Salsa truly is a treasure in the culinary world as something that has basically been untouched for centuries. We can thank the Spanish missionary Bernadino de Sahagun for recording in detail the culinary traditions of the Aztecs. Of salsas he writes,
... sauces, hot sauces, fried [food], olla-cooked, juices, sauces of juices, shredded [food] with chile, with squash seeds, with tomatoes, with smoke chile, with hot chile, with yellow chile, with mild red chile sauce, yellow chile sauce, sauce of smoked chile, heated sauce, he sells toasted beans, cooked beans, mushroom sauce, sauce of small squash, sauce of large tomatoes, sauce of ordinary tomatoes, sauce of various kinds of sour herbs, avocado sauce.
Just as Sahagun discovered in the mid sixteenth century, the variety of salsas, as they are even more so today, are endless.
For tips on making a delicious pico de gallo, we spoke with Chef Pati Jinich, bestselling cookbook author of Pati’s Mexican Table: The Secrets of Mexican Home Cooking and host of the cooking show "Pati's Mexican Table." (Full disclosure: I used to work for Pati in a previous job)
1. Understand your chiles
“Add the Jalapeño or Serrano gradually. It's easy to add on heat, but an incredible pain to try to reduce it: the only way is to make more Pico without the chile to tone the heat down.”
Before choosing a chile, make sure you know your how much heat you can take. Take a look at a Scoville scale and find out the measurement of pungency your mouth can handle. If you are not sure, then start with less heat and gradually move up the scale. And in this case, the jalapeño is slightly more mild than the serrano.
2. The salt matters
“I like using coarse sea or kosher salt.”
Salt definitely makes a difference in cooking and the type of salt does matter, especially for an unheated sauce like a pico. Table salt is not ideal for cooking as it usually has additives such as iodine that change the flavor.
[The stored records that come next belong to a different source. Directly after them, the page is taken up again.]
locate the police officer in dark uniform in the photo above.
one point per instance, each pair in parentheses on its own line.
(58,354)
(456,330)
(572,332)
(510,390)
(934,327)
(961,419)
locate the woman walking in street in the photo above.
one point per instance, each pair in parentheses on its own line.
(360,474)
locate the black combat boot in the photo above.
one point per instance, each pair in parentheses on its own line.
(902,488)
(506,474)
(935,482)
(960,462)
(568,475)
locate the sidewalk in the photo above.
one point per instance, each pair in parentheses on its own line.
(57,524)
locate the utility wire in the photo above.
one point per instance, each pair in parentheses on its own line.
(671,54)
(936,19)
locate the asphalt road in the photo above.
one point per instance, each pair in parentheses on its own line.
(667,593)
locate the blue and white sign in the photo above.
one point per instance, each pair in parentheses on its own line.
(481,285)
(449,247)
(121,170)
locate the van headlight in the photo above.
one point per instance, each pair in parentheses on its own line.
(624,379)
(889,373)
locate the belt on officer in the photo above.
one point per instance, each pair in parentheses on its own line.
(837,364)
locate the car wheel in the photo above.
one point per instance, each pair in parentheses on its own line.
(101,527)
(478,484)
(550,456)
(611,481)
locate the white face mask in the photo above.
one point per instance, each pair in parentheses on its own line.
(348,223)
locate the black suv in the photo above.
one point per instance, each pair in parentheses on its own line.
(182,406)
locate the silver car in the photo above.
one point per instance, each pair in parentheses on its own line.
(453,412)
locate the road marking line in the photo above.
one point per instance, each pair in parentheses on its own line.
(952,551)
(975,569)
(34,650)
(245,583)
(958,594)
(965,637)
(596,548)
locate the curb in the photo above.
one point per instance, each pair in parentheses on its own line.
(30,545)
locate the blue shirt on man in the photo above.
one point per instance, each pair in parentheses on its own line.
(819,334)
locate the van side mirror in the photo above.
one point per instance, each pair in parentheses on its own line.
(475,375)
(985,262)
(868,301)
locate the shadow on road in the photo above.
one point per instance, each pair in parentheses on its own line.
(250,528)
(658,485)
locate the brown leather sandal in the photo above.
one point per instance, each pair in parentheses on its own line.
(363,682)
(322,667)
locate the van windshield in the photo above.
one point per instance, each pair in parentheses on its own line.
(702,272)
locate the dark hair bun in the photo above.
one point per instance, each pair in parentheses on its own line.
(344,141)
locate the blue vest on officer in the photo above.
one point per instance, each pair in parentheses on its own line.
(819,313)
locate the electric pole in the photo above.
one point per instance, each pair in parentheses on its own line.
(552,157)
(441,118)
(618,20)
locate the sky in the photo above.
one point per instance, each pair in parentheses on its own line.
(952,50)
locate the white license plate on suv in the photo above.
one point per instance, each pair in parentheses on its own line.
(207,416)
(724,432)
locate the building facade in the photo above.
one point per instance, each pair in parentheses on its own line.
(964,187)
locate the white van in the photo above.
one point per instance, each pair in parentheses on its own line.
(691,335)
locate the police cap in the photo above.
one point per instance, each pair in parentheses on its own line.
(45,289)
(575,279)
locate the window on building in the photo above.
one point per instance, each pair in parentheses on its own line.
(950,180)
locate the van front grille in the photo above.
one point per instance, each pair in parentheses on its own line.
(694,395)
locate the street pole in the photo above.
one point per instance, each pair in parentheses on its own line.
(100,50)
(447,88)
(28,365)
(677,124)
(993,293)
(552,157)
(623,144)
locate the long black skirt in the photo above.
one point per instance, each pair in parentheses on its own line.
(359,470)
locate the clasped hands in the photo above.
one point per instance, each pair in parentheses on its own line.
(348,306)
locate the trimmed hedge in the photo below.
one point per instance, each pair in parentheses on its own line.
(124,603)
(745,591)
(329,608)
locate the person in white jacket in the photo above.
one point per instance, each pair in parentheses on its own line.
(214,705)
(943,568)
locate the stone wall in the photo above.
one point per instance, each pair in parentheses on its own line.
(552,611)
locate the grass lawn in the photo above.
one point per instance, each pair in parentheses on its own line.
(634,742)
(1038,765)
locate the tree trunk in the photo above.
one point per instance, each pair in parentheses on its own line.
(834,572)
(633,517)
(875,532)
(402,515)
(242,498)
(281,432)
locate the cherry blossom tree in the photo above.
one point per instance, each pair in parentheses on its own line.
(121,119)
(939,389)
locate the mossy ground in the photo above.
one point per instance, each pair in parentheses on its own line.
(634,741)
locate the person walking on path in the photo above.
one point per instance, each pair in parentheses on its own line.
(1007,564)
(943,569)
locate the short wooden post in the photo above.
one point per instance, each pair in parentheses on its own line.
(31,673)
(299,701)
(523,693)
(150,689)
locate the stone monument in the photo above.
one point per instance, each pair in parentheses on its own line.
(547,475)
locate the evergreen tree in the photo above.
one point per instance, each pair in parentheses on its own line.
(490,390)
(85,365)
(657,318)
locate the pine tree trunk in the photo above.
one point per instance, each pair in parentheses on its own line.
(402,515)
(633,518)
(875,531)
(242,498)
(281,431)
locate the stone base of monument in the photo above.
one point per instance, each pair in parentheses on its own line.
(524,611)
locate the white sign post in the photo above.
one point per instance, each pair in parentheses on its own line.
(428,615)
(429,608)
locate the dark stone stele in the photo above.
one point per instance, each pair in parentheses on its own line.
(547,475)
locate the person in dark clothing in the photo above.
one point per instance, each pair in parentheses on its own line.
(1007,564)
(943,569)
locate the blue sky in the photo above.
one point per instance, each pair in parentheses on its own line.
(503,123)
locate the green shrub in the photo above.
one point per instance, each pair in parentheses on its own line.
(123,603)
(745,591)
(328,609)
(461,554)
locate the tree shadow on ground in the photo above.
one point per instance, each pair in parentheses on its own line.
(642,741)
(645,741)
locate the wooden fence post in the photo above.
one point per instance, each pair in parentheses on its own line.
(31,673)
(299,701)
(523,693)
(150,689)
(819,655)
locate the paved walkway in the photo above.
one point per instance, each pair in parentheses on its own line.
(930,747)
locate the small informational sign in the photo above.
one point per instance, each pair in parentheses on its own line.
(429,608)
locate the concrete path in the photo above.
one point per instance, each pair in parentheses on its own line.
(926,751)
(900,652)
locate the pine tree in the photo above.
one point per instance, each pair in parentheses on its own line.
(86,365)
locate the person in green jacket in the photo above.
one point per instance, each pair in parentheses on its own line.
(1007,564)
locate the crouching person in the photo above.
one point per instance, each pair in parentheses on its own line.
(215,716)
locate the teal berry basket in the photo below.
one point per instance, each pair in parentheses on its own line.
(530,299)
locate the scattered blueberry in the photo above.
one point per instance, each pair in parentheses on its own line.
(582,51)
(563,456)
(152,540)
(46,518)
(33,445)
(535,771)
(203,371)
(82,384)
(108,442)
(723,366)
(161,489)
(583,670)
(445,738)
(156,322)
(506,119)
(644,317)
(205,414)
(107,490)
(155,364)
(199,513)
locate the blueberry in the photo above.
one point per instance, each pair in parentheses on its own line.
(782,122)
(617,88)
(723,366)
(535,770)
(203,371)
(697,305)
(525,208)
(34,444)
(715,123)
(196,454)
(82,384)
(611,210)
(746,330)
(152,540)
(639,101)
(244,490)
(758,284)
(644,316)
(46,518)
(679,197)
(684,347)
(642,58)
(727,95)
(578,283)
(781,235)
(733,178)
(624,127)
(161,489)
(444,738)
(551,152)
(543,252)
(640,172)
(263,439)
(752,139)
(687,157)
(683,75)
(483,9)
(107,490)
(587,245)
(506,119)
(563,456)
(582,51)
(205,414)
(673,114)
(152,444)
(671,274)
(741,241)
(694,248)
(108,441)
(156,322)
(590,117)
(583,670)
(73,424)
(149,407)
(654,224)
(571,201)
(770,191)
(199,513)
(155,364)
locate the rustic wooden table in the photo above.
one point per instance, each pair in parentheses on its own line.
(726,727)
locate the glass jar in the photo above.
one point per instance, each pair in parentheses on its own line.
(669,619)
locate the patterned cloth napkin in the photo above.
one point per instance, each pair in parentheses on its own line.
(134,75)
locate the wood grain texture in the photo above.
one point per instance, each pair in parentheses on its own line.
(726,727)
Many chefs prefer coarsely grained sea or kosher salt because it is simply pure salt and adds a greater burst of flavor.
3. Must use limes
“In pico de gallo, it's the limes, not the lemons, that rule.”
For the juiciest and most flavorful limes, look for the small round ones that are often referred to in the US as key limes. They are also known as Mexican limes, West Indian limes or bartender’s limes. If you see limes that look like green lemons, than they are not true limes. What is commonly mistaken as “limes” in the grocery store are the large fruited Bearss, Persian or Tahiti lime. These limes are actually a hybrid of the key lime and citron (the father of the lemon). They tend to have thicker skin, ears like the lemon and are actually less juicy. Ironically, when limes are ripe they turn yellow in color.
4. Let it be
“Let all the ingredients sit and macerate for at least 10 minutes before serving. That way their flavors will marry better. If you are not planning on serving it in the next two hours, cover and refrigerate, or the Pico will get a bit mushy.”
Now that you have her tips, here is Pati's recipe:
Pico de Gallo Salsa
Serves: makes about 4 cups
1 pound ripe tomatoes, about 3 cups, halved, cored, seeded (optional) and chopped
1/2 cup white onion, finely chopped
1 jalapeño or serrano chile, finely chopped, or more to taste (seeding is optional)
1/2 cup cilantro, rinsed, drained, lower part of the stems removed, roughly chopped
2 to 3 tablespoons fresh lime juice, more or less to taste
2 tablespoons olive oil, optional
1 teaspoon kosher or sea salt, or more to taste
Place all of the ingredients in a bowl, toss well and serve.
The salsa can be prepared up to 12 hours ahead of time, covered and refrigerated. And it can be eaten with anything you want to try it with!
Pico de gallo is just one of the many delicious options for making your own salsa. What is your favorite?